札幌は前節、京都と対戦して0-2で敗戦。アウェイゲームだったこともあり慎重に試合へ入った印象が強かったが、18分に左サイドを突破されると、そこからのクロスで失点。その2分後には自陣ゴール前でのビルドアップでボールを奪われるという手痛いミスから失点を喫し、早い段階で2点のリードを許す苦しい展開を強いられてしまった。その後は選手交代を織り交ぜながらなんとか一矢報いようとするも、技術的にもフィジカル的にも相手に上回られる場面が目立ち、そのまま守り切られて敗れてしまった。

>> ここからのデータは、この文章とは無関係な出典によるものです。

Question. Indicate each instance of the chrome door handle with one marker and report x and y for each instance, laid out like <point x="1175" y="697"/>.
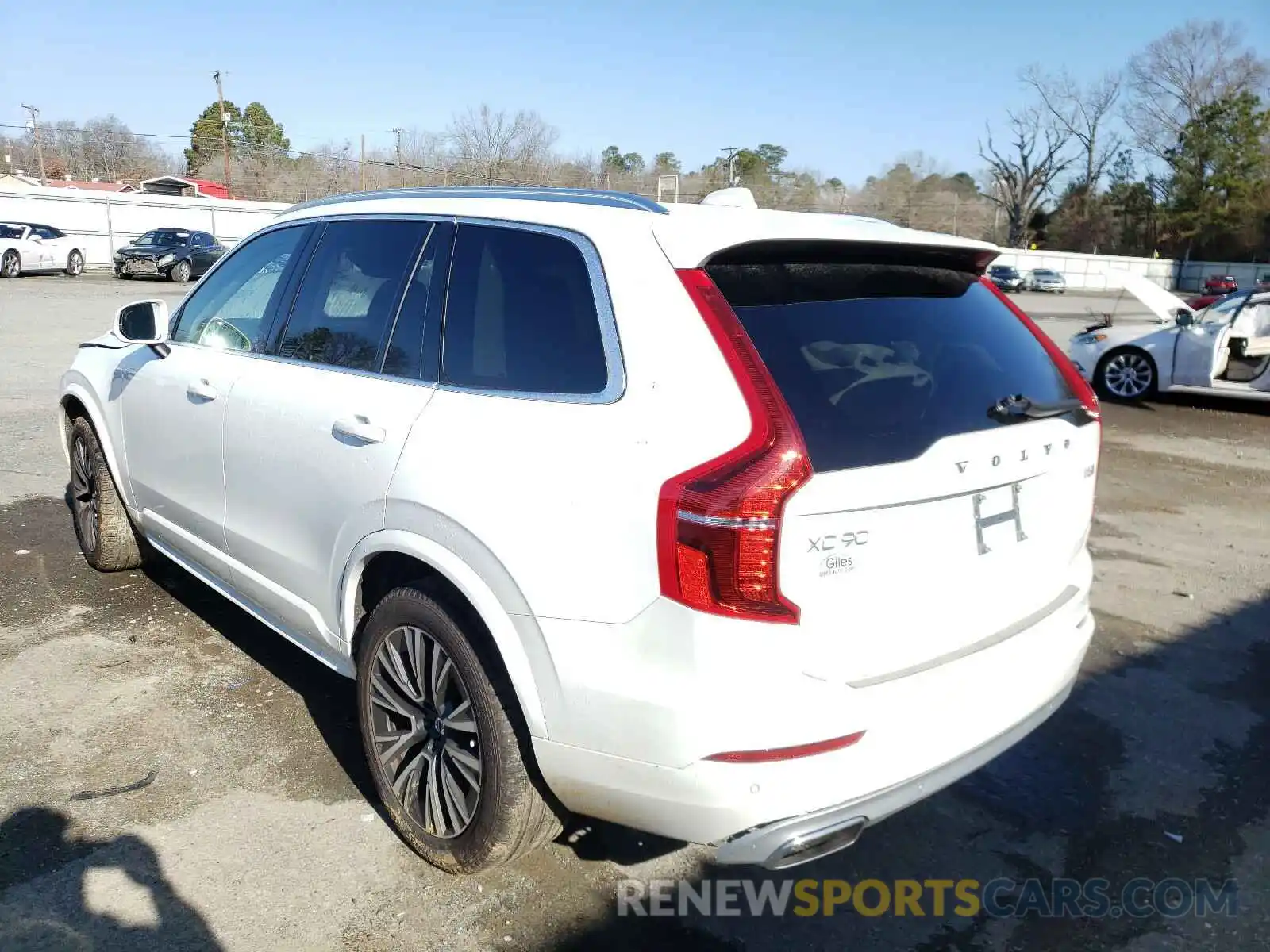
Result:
<point x="360" y="429"/>
<point x="202" y="389"/>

あまりにも痛い敗戦だった。札幌が20位、京都が19位と下位直接対決というシチュエーションだっただけに、札幌としては勝って最下位脱出、さらには降格圏脱出の足がかりにもしたかったが、逆に勝点3を献上する結果に。4連敗となり、苦しい状況が続く。
一方、夏の近づきを感じさせる6月下旬の北海道へと乗り込む横浜FMは、19日に未消化ぶんの第13節・広島戦をホームで戦い、3-2で勝利。開始直後に先制される難しい展開となったが、前半のうちにヤン マテウスの得点で同点とすると、後半立ち上がりに相手選手の退場により数的優位に。そこから勝ち越されて流れが悪くなりかけたが、終盤にアンデルソン ロペスとヤン マテウスが立て続けにゴールネットを揺らして逆転に成功。接戦をモノにした。

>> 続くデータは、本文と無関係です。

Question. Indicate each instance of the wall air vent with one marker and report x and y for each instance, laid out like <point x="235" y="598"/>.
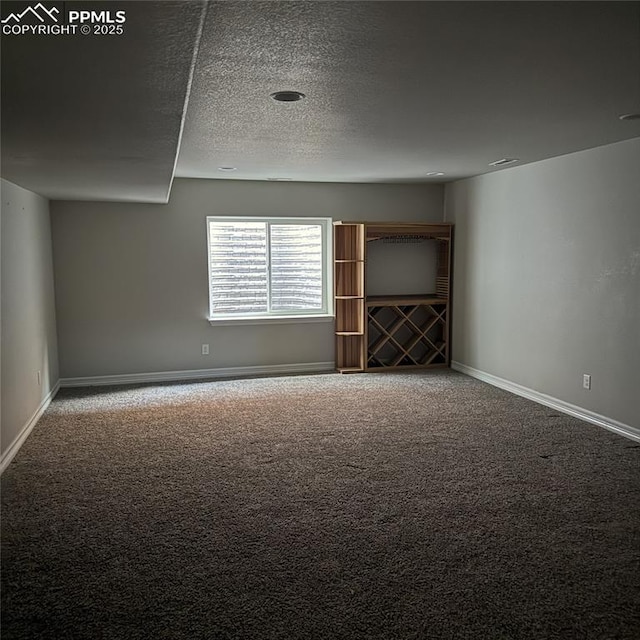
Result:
<point x="503" y="162"/>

非常に貴重な勝利だった。ACLでは決勝まで駆け上がったものの、タイトなスケジュールや負傷者の発生などでリーグ戦ではなかなか勝点を伸ばせず。直近では上位の鹿島、町田に連敗を喫していた。そんな中で迎えた難敵・広島との試合を終盤の逆転劇で勝利したのだから、ムードが一気に上昇している可能性は大いにある。

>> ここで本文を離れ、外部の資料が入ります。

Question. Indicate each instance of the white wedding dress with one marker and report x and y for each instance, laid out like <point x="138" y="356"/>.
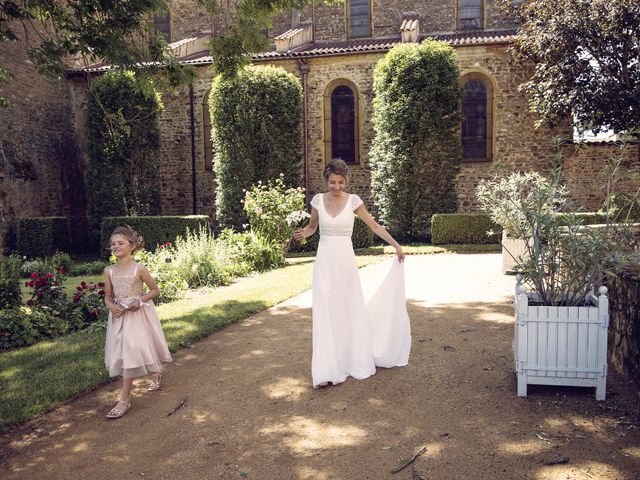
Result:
<point x="349" y="337"/>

さて、そんなチーム同士の対戦だが、熱い攻防に期待したい。JリーグYBCルヴァンカップでの顔合わせも含め、近年のこのカードは結果こそさまざまだが、どの試合も攻め合い、時にはしのぎ合い、アグレッシブな展開になるケースがほとんど。今節も結末こそ当然ながら読めないが、例によって激しい試合になることが予想されるため、いまからキックオフがとても楽しみである。